Trump administration officials and congressional Republican leaders are promising a new framework in two weeks for legislation that would overhaul the U.S. tax code — though they’ve shied away from releasing any details about how the changes would affect individuals or corporations.
Time is growing short for legislative action on taxes in 2017, and the promise of a framework during the week of Sept. 25 — a document that House Ways and Means Chairman Kevin Brady described as the “core elements of tax reform” — comes as President Donald Trump is focusing on trying to attract Democrats’ support.
Three Democratic senators joined the president for a White House dinner Tuesday aimed at winning their support on a tax bill. Trump has another meeting scheduled Wednesday afternoon with a bipartisan group of moderate House members, the Problem Solvers. And he’s invited the Democratic leaders of the House and Senate, Nancy Pelosi and Chuck Schumer, to dine with him at the White House on Wednesday, according to two people familiar with the matter.
While such details as the corporate tax rate and the tax brackets that would apply to individuals remain secret, Sen. Joe Manchin, a West Virginia Democrat who dined with Trump Tuesday, said during a Bloomberg Television interview that the president is pitching tax relief for the middle class, not “a tax cut for the rich.”
Still, even amid the president’s bipartisan approach, lawmakers are laying the groundwork for getting legislation through the Senate without Democratic support.
During a closed-door meeting Wednesday, Brady thanked House Republicans for their hard work on a tax overhaul and emphasized that it’s more important than ever for the GOP to deliver on its tax promises, according to a person familiar with the meeting who asked not to be named. Brady, a Texas Republican, told members that following the framework’s release this month, the focus will turn to the House and Senate completing the budget process by mid-October, the person said. Brady added that the budget is necessary for a tax revamp.
House Budget Chairwoman Diane Black of Tennessee said Wednesday it’s unlikely that the budget resolution will reach the House floor this month.
Republicans have to agree on a 2018 budget resolution — a necessary step to unlock the procedural maneuver they intend to use to pass the tax plan with 50 votes in the Senate while avoiding any Democratic filibuster. The party controls only 52 of the chamber’s 100 votes.
Members of the conservative House Freedom Caucus have said they won’t vote to pass a budget out of the House until they get more details on tax changes.
Black said the outline coming from the so-called Big Six — the administration and congressional leaders who are shaping the tax framework — should help to assuage those members’ concerns.
If Congress follows Brady’s schedule and adopts a budget resolution by the middle of October, there will be 28 legislative days left on the House calendar in 2017. And Congress must act by Dec. 8 to fund the government or face a shutdown, which could distract from the tax debate.

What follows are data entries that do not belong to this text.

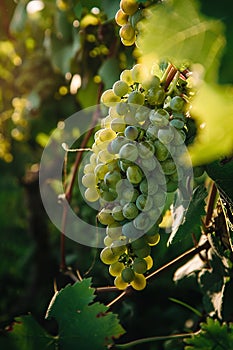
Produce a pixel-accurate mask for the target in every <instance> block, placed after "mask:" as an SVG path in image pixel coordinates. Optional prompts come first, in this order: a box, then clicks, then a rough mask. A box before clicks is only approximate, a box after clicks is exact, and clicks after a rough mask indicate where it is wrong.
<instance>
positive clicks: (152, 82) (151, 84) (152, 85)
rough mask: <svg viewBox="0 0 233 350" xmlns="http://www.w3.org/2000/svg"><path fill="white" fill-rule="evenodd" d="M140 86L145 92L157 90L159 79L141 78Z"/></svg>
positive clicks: (159, 83) (147, 77) (154, 75)
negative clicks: (153, 89) (147, 90)
mask: <svg viewBox="0 0 233 350" xmlns="http://www.w3.org/2000/svg"><path fill="white" fill-rule="evenodd" d="M141 85H142V87H143V89H145V90H149V89H151V88H153V89H154V90H157V89H158V88H159V85H160V79H159V77H157V76H156V75H152V76H151V75H150V76H148V77H142V80H141Z"/></svg>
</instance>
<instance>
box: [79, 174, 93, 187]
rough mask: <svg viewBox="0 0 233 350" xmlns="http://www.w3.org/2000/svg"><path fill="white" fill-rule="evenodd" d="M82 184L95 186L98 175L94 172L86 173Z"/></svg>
mask: <svg viewBox="0 0 233 350" xmlns="http://www.w3.org/2000/svg"><path fill="white" fill-rule="evenodd" d="M82 184H83V186H85V187H90V188H95V186H96V177H95V175H94V174H93V173H89V174H85V175H83V177H82Z"/></svg>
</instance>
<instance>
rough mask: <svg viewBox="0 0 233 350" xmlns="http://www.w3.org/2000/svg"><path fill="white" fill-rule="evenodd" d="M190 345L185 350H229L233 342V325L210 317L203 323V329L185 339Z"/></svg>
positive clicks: (201, 327) (230, 347) (230, 348)
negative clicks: (227, 324)
mask: <svg viewBox="0 0 233 350" xmlns="http://www.w3.org/2000/svg"><path fill="white" fill-rule="evenodd" d="M184 342H185V343H186V344H189V345H188V346H185V350H213V349H215V350H223V349H225V350H229V349H232V344H233V325H232V324H229V326H228V325H226V324H225V323H223V324H221V323H220V322H219V321H218V320H213V319H212V318H208V319H207V320H206V323H201V331H200V332H199V333H198V334H195V335H193V336H192V337H191V338H187V339H184Z"/></svg>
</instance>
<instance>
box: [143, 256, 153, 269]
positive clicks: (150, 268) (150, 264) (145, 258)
mask: <svg viewBox="0 0 233 350" xmlns="http://www.w3.org/2000/svg"><path fill="white" fill-rule="evenodd" d="M144 260H145V261H146V263H147V270H150V269H151V268H152V266H153V259H152V257H151V256H150V255H148V256H147V257H146V258H144Z"/></svg>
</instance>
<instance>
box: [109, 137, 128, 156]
mask: <svg viewBox="0 0 233 350" xmlns="http://www.w3.org/2000/svg"><path fill="white" fill-rule="evenodd" d="M128 142H129V141H128V140H127V139H126V138H125V137H124V136H117V137H116V138H115V139H114V140H112V141H111V149H112V152H113V153H114V154H117V153H119V151H120V149H121V147H122V146H124V145H125V144H126V143H128Z"/></svg>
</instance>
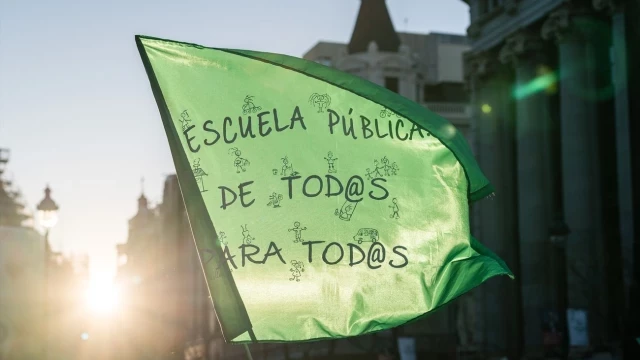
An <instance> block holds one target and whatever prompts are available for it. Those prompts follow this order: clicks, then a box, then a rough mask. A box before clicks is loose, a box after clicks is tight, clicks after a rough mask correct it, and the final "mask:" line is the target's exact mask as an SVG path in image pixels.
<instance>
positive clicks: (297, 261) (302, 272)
mask: <svg viewBox="0 0 640 360" xmlns="http://www.w3.org/2000/svg"><path fill="white" fill-rule="evenodd" d="M291 266H293V267H292V268H291V269H289V271H291V276H293V277H292V278H290V279H289V280H290V281H294V280H295V281H300V276H302V273H303V272H304V263H303V262H302V261H298V260H291Z"/></svg>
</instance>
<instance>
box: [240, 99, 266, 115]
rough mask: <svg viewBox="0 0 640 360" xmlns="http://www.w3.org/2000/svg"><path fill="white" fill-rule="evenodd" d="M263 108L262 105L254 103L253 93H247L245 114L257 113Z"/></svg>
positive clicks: (245, 99)
mask: <svg viewBox="0 0 640 360" xmlns="http://www.w3.org/2000/svg"><path fill="white" fill-rule="evenodd" d="M260 110H262V106H256V105H255V104H254V103H253V96H251V95H247V96H245V98H244V105H242V113H243V114H245V115H246V114H252V113H257V112H258V111H260Z"/></svg>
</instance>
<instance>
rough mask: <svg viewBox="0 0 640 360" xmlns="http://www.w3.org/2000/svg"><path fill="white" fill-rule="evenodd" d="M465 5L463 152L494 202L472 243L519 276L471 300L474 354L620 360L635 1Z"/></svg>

During a press conference last week, Brady, a member of the Big Six, wouldn’t confirm whether any specific decisions had been made and declined to offer a timetable for releasing details or marking up legislation.
The other members of the Big Six are House Speaker Paul Ryan of Wisconsin, Senate Majority Leader Mitch McConnell of Kentucky, Senate Finance Chairman Orrin Hatch of Utah, Treasury Secretary Steven Mnuchin and National Economic Council Director Gary Cohn.
Ryan said the outline that’s coming this month would reflect agreement among the tax-writing committees in the House and Senate, and the administration. Subsequently, the committees will take feedback and write the bills in the weeks ahead.
“This is really the consensus of the tax writers themselves so that we’re working from the same page,” Ryan said during a press conference Wednesday. “The tax writers are going to take it from there on the details.”
Hatch was less committal on the content and timing of any new tax framework. “It looks to me like there will be” a document released during the week of Sept. 25 that provides new details on the Republican tax plan, he told reporters on Wednesday. “But I’m not totally confident about that.”
Ryan also said he would love to have the Democrats working with the GOP “but we’re going to do it no matter what.”